Nymphalis antiopa
Identification: Medium—3.0". Above: FW and HW very dark, velvety brown with wide, pale-yellow border on both wings, and a row of small blue spots inside the yellow border. Below: Finely striated dark brown, with grayish-yellow border along both wings. Distinctive flap-and-glide flight.
NJ Status and Distribution: Resident. Fairly common and widespread throughout.
Habitat: Deciduous woodland. Often encountered along trails and on bare ground and dirt roads.
Flight Period: One brood. In North Jersey overwintering adults emerge in March (sometimes in February), mate, lay eggs, and die. Their offspring emerge in early July and fly into December, sometimes with a pause for aestivation in the heat of summer. In South Jersey, may be seen every month of the year. Extreme dates: North Jersey 2/16—12/16; South Jersey 1/4—12/25.
Caterpillar Food Plants: A wide variety of broadleaf trees, including willows (Salix); aspens, poplars, and cottonwoods (Populus); elms (Ulmus); birches (Betula); and hackberry (Celtis).
Overwintering Stage: Adult.
Good Locations: Delaware Water Gap NRA, Wildcat Ridge WMA, Whittingham WMA, Kittatinny Valley SP, Belleplain SF.
Comments: After a long winter of butterfly fasting that North Jersey butterfliers have to endure, it is exciting to see the first Mourning Cloak flapping and gliding along a forest trail.

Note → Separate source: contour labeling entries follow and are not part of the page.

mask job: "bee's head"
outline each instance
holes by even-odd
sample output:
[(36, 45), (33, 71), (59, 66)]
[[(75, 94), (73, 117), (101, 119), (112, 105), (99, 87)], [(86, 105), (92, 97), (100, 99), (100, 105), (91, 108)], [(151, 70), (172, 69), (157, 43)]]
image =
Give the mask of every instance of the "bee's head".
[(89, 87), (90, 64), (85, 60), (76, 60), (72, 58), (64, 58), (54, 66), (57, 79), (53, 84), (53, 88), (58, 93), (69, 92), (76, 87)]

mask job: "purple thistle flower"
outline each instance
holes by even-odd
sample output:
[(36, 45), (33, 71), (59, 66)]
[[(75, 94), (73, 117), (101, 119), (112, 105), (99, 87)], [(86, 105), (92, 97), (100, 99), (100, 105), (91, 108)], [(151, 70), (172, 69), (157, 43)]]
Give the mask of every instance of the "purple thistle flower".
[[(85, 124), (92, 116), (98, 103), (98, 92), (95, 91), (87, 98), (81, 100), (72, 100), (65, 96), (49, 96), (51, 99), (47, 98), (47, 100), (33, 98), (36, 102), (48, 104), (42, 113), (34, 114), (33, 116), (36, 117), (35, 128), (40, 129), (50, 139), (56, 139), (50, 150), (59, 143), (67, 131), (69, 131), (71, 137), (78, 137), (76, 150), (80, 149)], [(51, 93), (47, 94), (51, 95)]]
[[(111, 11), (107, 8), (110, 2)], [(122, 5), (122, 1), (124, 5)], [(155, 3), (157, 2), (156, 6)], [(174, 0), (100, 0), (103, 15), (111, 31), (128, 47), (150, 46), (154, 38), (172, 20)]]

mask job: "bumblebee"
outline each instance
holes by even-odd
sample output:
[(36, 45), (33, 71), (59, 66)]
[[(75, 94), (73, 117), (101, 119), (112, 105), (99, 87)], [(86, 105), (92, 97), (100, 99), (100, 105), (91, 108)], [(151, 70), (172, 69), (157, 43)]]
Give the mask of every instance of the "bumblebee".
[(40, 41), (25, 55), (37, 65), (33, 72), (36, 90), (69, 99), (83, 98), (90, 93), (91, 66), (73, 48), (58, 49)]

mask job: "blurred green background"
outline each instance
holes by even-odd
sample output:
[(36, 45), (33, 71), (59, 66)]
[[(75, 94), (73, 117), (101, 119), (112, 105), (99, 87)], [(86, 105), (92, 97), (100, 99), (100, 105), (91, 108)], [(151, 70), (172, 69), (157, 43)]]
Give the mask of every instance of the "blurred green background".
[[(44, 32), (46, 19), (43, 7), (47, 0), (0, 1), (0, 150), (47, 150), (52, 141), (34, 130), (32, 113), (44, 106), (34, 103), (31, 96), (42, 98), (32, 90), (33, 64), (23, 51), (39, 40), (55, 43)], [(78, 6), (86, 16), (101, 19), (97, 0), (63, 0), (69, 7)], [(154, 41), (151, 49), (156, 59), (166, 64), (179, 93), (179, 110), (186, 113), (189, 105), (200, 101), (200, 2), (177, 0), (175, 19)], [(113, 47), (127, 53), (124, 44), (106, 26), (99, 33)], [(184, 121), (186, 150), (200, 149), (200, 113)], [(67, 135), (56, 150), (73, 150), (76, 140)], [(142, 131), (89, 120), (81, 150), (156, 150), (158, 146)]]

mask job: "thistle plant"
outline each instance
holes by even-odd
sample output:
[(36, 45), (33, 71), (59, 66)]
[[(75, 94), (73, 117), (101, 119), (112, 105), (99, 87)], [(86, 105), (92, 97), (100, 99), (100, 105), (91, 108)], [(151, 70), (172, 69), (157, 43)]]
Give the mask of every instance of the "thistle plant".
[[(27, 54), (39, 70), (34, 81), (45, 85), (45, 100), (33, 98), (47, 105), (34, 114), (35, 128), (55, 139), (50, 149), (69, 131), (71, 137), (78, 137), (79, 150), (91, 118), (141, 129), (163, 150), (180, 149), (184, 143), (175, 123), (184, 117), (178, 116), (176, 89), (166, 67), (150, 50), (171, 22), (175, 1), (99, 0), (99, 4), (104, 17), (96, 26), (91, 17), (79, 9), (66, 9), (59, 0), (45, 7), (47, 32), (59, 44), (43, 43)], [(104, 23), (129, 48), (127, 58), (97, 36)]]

This and Eastern Comma are usually the first species seen in North Jersey.
Crater Lake Rd., Sussex Co., NJ, 7/12/07.
Wildcat Ridge WMA, Morris Co., NJ, 6/30/06.
Hibernating in rotten log, East Brunswick, Middlesex Co., NJ, 12/8/13.
Imbibing sap, Jenny Jump SF, Warren Co., NJ, 5/3/14.
Caterpillars on Corkscrew Willow (Salix matsudana).
Caterpillar.
Black Willow (S. nigra) is a caterpillar food plant for Mourning Cloak as well as Compton Tortoiseshell, Red-spotted Purple, and Viceroy.